Create pseudo bulk as RNAsequest analysis input by "pseudo"
h5ad Path to a h5ad file to be modified or extract from (raw UMI for pseudo)
changes Options:
1. (rm) A list of annotaions to be removed (separated by ",")
2. (add) A path to a csv file contains cell level annotations (first column is the cell ID)
3. (export) A list of genes (separated by ",", empty or max 500) to be exported along with all annotations.
4. (pseudo) A list of obs to group cells into pseudo bulk, separated by ","
optional arguments:
-h, --help show this help message and exit
We use this pubic E-MTAB-11115 data as an example:
11.3.1 Remove annotations
To remove annotation, we can simply pass the annotation header names to the program, and it will remove these headers, and re-write the original file. Please back-up the original file first if you would like to keep a copy ot it. As an example, here we remove the following headers: predicted.celltype2 and predicted.location.
scTool rm ProjName_raw_added.h5ad predicted.celltype2,predicted.location
11.3.2 Add annotations
To provide a new annotation, the user needs to prepare a csv file containing cell barcode and new annotation names. For example, we use the following csv file to include a manual.curated.labels cell type labeling to the original data:
$ head -2 manual.curated.labels.csv
AAACCCAAGGAAGTAG-1-5705STDY8058280,neurons
AAACCCAAGGGCAGTT-1-5705STDY8058280,Oligos
#Run the scTool:
scTool add ProjName_raw_added.h5ad manual.curated.labels.csv
11.3.3 Export gene expressions
This function exports gene expression values of provided genes, along with all other annotations. This provides a flexible way to examine the expression values of a set of genes.
scTool export ProjName_raw_added.h5ad App,Olig1,P2ry12
The output result is a .csv file: ProjName_raw_added.h5ad.csv. Here is an example of the output file:
11.3.4 Pseudo-bulk aggregation
The “scTool pseudo …” will create a folder “pseudoBulk” where the h5ad is.
scTool pseudo ProjName_raw_added.h5ad orig.ident,cell_type
Output: Four files will be generated in the folder:
genes.UMI.tsv: the UMI (raw counts) for pseudo bulk samples (columns)

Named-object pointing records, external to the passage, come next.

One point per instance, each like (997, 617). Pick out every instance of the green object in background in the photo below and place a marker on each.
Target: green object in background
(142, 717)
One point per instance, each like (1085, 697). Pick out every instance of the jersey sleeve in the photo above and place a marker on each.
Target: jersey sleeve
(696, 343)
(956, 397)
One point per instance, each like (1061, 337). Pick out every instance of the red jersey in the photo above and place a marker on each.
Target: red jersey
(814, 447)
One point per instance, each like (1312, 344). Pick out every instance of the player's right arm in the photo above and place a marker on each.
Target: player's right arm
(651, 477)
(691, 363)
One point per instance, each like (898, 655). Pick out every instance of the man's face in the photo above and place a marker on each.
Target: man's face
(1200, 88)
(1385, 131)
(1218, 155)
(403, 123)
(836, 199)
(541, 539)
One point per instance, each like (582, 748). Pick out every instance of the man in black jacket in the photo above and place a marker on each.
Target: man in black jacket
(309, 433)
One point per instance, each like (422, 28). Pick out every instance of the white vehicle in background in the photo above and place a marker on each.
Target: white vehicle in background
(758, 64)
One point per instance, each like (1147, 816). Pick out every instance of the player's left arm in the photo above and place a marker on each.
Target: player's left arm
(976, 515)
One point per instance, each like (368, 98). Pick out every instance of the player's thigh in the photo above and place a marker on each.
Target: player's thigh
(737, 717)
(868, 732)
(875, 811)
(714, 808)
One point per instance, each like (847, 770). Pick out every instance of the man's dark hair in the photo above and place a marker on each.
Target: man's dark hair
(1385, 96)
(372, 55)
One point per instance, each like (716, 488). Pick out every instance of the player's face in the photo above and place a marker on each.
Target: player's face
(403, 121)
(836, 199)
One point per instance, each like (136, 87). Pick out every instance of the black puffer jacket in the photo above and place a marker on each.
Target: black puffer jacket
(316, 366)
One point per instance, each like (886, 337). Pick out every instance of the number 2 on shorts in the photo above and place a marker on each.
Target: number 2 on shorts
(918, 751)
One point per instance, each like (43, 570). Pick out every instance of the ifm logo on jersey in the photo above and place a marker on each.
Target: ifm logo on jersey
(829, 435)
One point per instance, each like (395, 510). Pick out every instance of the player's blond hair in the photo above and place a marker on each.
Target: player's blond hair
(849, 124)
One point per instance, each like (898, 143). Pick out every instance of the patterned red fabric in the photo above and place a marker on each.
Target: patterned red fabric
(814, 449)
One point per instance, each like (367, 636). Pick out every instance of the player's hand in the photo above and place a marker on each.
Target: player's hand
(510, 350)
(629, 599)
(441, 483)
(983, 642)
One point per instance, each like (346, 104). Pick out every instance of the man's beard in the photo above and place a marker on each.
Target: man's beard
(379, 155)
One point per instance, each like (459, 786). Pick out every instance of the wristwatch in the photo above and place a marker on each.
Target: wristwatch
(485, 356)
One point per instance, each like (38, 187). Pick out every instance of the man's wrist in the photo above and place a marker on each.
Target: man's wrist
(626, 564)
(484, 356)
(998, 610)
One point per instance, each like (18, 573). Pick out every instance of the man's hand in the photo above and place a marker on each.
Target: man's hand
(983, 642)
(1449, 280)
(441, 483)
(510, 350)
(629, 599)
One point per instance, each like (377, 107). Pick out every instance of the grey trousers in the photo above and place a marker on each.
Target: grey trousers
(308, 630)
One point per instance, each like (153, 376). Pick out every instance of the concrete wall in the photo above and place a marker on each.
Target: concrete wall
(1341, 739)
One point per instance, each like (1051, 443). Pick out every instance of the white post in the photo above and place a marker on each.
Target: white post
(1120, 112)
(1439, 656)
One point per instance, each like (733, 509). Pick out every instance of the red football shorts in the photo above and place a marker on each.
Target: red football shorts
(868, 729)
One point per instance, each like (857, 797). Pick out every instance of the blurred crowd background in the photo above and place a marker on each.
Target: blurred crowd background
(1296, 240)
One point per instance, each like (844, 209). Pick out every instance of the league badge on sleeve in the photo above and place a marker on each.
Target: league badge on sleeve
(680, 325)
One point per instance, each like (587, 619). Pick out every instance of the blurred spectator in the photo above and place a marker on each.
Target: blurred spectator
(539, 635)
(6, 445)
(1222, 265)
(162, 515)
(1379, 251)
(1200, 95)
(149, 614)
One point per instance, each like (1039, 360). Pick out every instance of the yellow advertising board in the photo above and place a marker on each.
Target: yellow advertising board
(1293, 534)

samplesheet.tsv: contains obs (if the unique value is only one for each of pseudo bulk)
genes.CPM.tsv: contains normalized expression (count per million)
genes.CPKcell.tsv: contains normalized express (count per 1k cells)
The output can be used in our RNASequest pipeline: https://github.com/interactivereport/RNASequest
In the RNASequest pipeline, EAinit will treat this as external project, and user will have to fill in:
proj_name, prj_counts (genes.UMI.tsv), prj_TPM(genes.CPM.tsv or genes.CPKcell.tsv), sample_meta (samplesheet.tsv), species
Also, in RNASequest, prj_effLength
is not required, but covariates_adjust
will be disabled, and gene_annotation
is not required. The first column in count matrix will be used as gene name.
11.3.5 Demo scTool
We use the h5ad file generated from demo data set to test scTool: scRNASequest_demo.h5ad.
scTool export scRNASequest_demo.h5ad App,Olig1,P2ry12
The output will be a scRNASequest_demo.h5ad.csv file.